Comme M. Duflos l’expliqua ensuite à ses voisins, Fleurette avait l’air prête à tout, et l’expression de ses yeux bleus lui avait fait peur. Il était trop tard pour rattraper les sottes paroles d’Aristide, aussi le boucher décida-t-il de prendre l’affaire en main. M. Duflos, il s’en vantait, savait montrer du tact quand il le fallait.

– Voyez-vous, mademoiselle Fleurette, commença-t-il, voilà comment les choses se sont passées. Ces misérables coquins – ce sont les soldats dont je parle – étaient furieux parce qu’ils n’avaient pas trouvé assez de choses à voler dans le château, quand ils ont arrêté M. de Frontenac. Ils avaient dû croire d’abord que madame et mademoiselle avaient emporté en se sauvant ce qu’elles avaient de plus précieux ; mais plus tard, quelque chose aura éveillé leurs soupçons, ou peut-être un imbécile comme Aristide aura eu la langue trop longue. En tout cas, ils ont eu l’idée que François Colombe aurait pu cacher les bijoux de madame quelque part, et…

– Les bijoux de madame ! s’exclama Fleurette en essayant de dissimuler l’émotion qui faisait battre son cœur à grands coups. Ils ont pensé que François… ?

– Mon Dieu, oui, répondit M. Duflos à sa question à demi formulée. Et malheureusement…

– Quoi donc ?

– Eh bien ! ils ont trouvé les bijoux de Mme la comtesse dans…

Mais le récit du boucher s’arrêta là. Sans un mot de plus, rapide comme l’éclair, Fleurette avait fait demi-tour, et traversait en courant la place du Marché dans la direction de la Grand-Rue, pendant que M. Duflos, tout éberlué, regardait Louise d’un air interrogateur.
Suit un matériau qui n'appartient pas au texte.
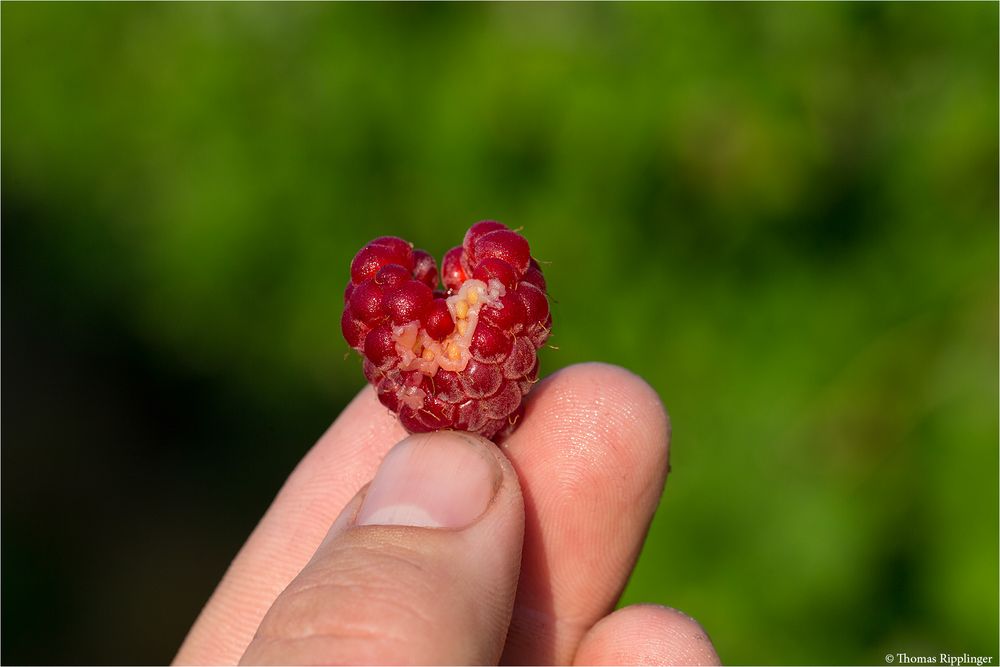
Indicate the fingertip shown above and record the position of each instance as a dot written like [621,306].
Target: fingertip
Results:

– Qu’a donc cette petite ? demanda-t-il d’un air soucieux, en passant la main dans ses cheveux raides. Je croyais qu’elle savait tout.

Louise secoua la tête.

– Elle savait simplement que François avait été arrêté, dit-elle. Mais elle n’avait pas entendu dire que les bijoux de madame avaient été trouvés dans la remise des Colombe. J’ai réussi à arrêter Adèle comme elle allait le lui dire. La petite aime tant son François, ajouta Louise avec un soupir. Ah ! je voudrais bien que son père soit là !

M. Duflos suivait du regard la jeune fille qui à ce moment tournait le coin de la Grand-Rue.

– Elle a couru jusqu’à l’épicerie, commenta-t-il. Les Colombe l’aiment bien. Ils pourront se réconforter mutuellement. Venez prendre un petit verre, Louise. L’enfant sera bientôt de retour.

Mais Louise n’accepta pas. Elle ne voulait pas perdre Fleurette de vue. Et après avoir remercié le brave boucher de son honnêteté, elle se disposait à prendre aussi le chemin de la Grand-Rue quand M. Duflos la retint pour lui dire :

– Un petit conseil, madame Louise : si j’étais vous, je veillerais d’un peu plus près sur votre Adèle. Ne vous froissez pas, mais il y a des gens qui causent dans le village. Elle était un brin familière avec ces gueux de soldats, hier soir.

Louise fit un geste d’impuissance.

– Vous avez peut-être raison, m’sieur Duflos, dit-elle brièvement, mais ma nièce, vous le savez, ne vit pas avec moi. C’est à Sidonie de veiller sur elle.

Après quoi elle adressa un salut amical au boucher et se dirigea vers la Grand-Rue aussi vite que ses jambes le lui permettaient, ce qui ne veut pas dire aussi rapidement que Fleurette l’avait fait pour franchir la même distance.